IISc scientists develop design to control temperature for transition from electrical insulator to conductor


Indian Institute of Science building in Bengaluru
| Photo Credit: SUDHAKARA JAIN

Scientists at Indian Institute of Science (IISc.), in collaboration with scientists from Japan, Denmark and the United States, have developed a synthetic material design that enables them to control the temperature at which a material can overcome electronic ‘traffic jams’ , a transition from an electrical insulator to a conductor, setting the ground for an electronic switch that is more efficient than a transistor.

According to the Department of Science and Technology: “Generally, most commonly encountered materials are either electrical conductors (such as copper or aluminium) or electrical insulators (such as plastic and paper). Correlated electron materials are a class of materials that undergo an electronic transition from an insulator to a metal. However, these transitions work as a function of temperature, making them less useful in devices such as an electronic switch that usually operate at a constant temperature (usually room temperature). Further, these transitions occur at a temperature that might not be relevant for room temperature operations”.

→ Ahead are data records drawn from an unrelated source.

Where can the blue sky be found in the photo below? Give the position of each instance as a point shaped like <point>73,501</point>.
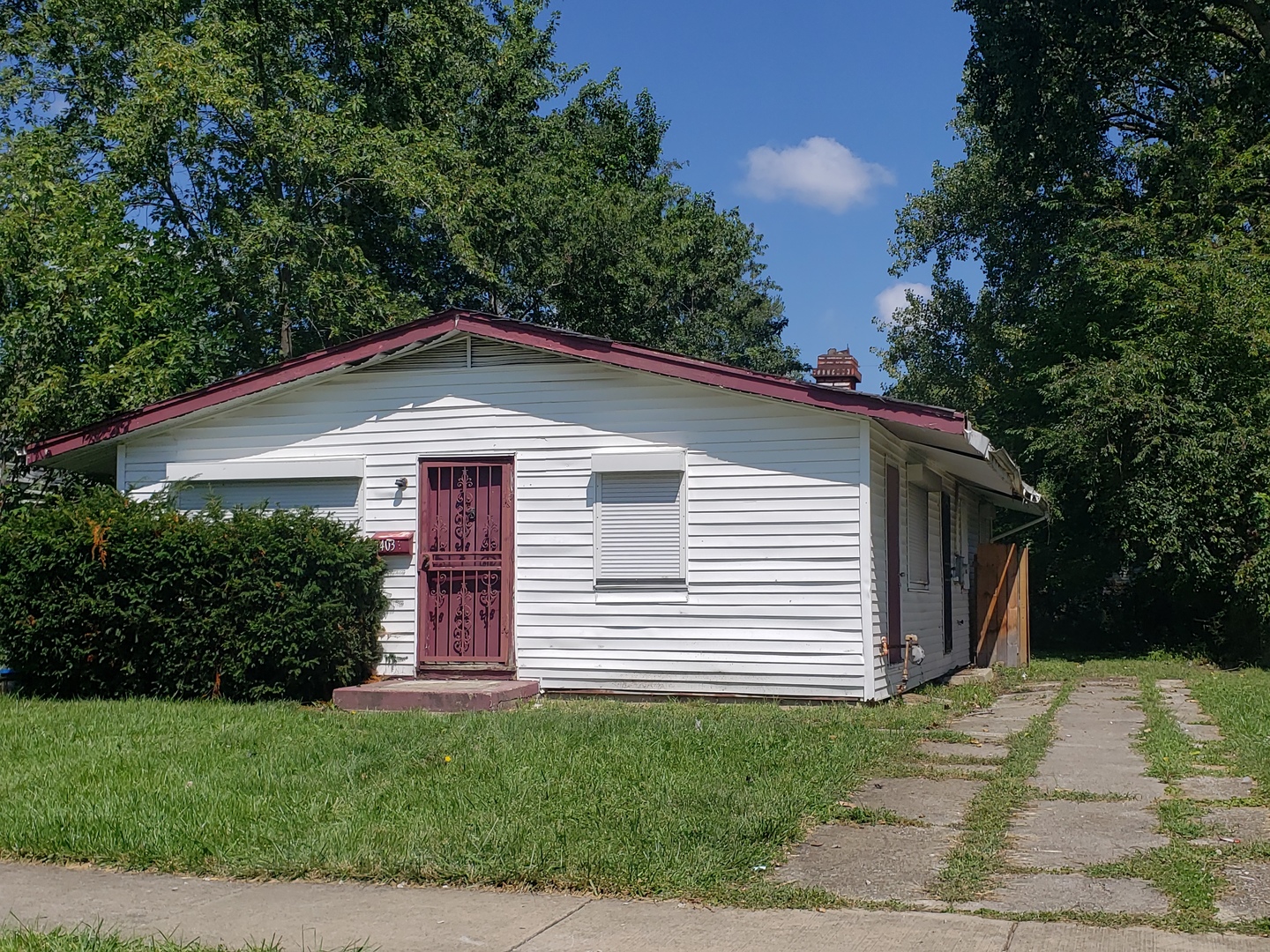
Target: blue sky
<point>814,117</point>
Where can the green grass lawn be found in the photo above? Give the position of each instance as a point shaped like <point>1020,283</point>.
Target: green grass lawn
<point>693,800</point>
<point>671,799</point>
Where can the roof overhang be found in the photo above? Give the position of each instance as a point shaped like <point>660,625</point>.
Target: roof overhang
<point>92,447</point>
<point>970,458</point>
<point>944,435</point>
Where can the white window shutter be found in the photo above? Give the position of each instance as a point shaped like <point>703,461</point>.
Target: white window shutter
<point>639,528</point>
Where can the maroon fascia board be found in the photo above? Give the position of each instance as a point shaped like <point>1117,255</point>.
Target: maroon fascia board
<point>513,331</point>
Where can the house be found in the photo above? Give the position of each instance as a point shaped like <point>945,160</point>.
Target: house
<point>601,517</point>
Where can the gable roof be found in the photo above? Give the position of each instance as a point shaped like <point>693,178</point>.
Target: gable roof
<point>386,343</point>
<point>934,427</point>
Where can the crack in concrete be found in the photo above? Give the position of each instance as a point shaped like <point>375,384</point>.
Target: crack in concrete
<point>527,940</point>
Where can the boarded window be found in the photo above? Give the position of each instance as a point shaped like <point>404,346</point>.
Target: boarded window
<point>918,536</point>
<point>338,498</point>
<point>639,528</point>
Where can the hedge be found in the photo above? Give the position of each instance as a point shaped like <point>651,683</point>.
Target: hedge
<point>107,597</point>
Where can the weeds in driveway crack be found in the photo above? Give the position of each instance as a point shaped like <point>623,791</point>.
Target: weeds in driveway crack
<point>977,854</point>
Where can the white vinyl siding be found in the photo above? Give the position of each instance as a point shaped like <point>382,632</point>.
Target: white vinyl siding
<point>338,498</point>
<point>639,528</point>
<point>918,537</point>
<point>921,607</point>
<point>771,490</point>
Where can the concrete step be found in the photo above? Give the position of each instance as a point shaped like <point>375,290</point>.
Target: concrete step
<point>444,695</point>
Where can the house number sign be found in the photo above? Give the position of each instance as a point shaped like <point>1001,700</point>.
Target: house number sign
<point>395,542</point>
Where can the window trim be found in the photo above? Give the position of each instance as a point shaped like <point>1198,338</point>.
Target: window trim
<point>663,584</point>
<point>915,584</point>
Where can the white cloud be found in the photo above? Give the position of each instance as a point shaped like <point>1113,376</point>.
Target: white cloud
<point>818,172</point>
<point>897,297</point>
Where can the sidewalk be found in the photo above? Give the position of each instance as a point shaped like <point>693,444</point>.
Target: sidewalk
<point>334,915</point>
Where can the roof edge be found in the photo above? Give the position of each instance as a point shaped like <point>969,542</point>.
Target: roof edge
<point>514,331</point>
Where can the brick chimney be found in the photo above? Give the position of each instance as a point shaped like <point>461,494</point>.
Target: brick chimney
<point>837,368</point>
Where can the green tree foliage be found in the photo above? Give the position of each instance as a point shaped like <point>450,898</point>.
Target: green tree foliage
<point>193,188</point>
<point>107,597</point>
<point>1116,193</point>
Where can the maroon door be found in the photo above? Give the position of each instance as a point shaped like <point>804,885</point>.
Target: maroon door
<point>465,562</point>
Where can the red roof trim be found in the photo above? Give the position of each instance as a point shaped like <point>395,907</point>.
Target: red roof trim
<point>601,349</point>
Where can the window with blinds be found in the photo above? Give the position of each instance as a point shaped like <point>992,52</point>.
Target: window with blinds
<point>639,530</point>
<point>338,498</point>
<point>918,537</point>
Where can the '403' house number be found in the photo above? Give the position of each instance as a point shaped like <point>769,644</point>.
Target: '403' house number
<point>395,542</point>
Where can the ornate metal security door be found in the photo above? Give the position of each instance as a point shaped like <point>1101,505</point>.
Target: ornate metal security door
<point>465,562</point>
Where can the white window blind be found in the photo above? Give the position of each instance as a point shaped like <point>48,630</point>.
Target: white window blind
<point>338,498</point>
<point>918,536</point>
<point>639,528</point>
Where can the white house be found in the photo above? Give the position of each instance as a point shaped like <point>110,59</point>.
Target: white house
<point>601,517</point>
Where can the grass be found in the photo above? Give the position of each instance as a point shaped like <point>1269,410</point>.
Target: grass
<point>975,859</point>
<point>1240,703</point>
<point>1191,874</point>
<point>671,799</point>
<point>1169,750</point>
<point>690,800</point>
<point>86,940</point>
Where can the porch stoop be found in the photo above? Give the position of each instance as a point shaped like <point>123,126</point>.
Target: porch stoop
<point>439,695</point>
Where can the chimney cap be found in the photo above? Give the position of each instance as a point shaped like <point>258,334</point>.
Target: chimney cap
<point>837,368</point>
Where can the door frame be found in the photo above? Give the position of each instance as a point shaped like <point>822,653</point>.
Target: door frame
<point>436,666</point>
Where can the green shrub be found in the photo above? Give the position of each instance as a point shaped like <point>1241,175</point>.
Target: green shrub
<point>106,597</point>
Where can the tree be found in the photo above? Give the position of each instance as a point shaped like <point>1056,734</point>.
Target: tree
<point>288,175</point>
<point>1114,192</point>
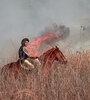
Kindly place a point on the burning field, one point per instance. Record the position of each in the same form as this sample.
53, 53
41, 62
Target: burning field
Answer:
69, 81
56, 80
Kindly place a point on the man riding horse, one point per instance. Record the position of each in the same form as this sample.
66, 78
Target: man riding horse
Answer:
26, 61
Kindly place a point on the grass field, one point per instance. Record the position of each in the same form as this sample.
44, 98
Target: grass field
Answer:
69, 81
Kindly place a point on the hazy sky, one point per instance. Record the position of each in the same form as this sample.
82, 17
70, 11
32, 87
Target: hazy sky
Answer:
27, 18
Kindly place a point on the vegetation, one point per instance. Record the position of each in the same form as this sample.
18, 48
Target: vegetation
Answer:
69, 81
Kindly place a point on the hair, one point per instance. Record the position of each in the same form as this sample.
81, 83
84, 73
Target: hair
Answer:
23, 41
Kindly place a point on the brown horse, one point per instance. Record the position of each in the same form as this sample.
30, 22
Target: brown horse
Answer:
48, 57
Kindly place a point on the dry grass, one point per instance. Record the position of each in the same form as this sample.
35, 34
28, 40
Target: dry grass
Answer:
61, 82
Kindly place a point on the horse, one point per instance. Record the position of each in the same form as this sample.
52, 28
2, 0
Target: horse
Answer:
48, 57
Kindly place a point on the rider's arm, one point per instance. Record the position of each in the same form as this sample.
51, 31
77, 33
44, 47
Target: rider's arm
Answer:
26, 51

The teams of scientists, including Prof. Naga Phani and his colleagues at the solid state and structural chemistry unit at IISc. Bengaluru, proposed and demonstrated a three-layer structure that comprises of an ‘active’ channel layer that undergoes the metal to insulator transition, a charge reservoir layer that can ‘drip’ electrons into the active layer and control the temperature at which the transition occurs, a charge-regulating spacer layer between the active layer and the reservoir layer which regulates the flow (or ‘drip’) of electrons from the reservoir layer to the active layer.

This research was published in the journal Nature Communications. The novel synthetic materials layer that the researchers proposed eliminates the necessity to add an ‘impurity’ to modify the materials’ properties. Further, the authors developed an easy-to-synthesise and replicate amorphous-layer design for the reservoir and the spacer layers.

This work enables the study and control of properties of these exotic materials that can be both insulators and conductors. Further, this work shows that electronic ‘traffic-jams’ that lead to insulating behaviour in these materials are quite stubborn, and challenge our understanding of correlated electron materials.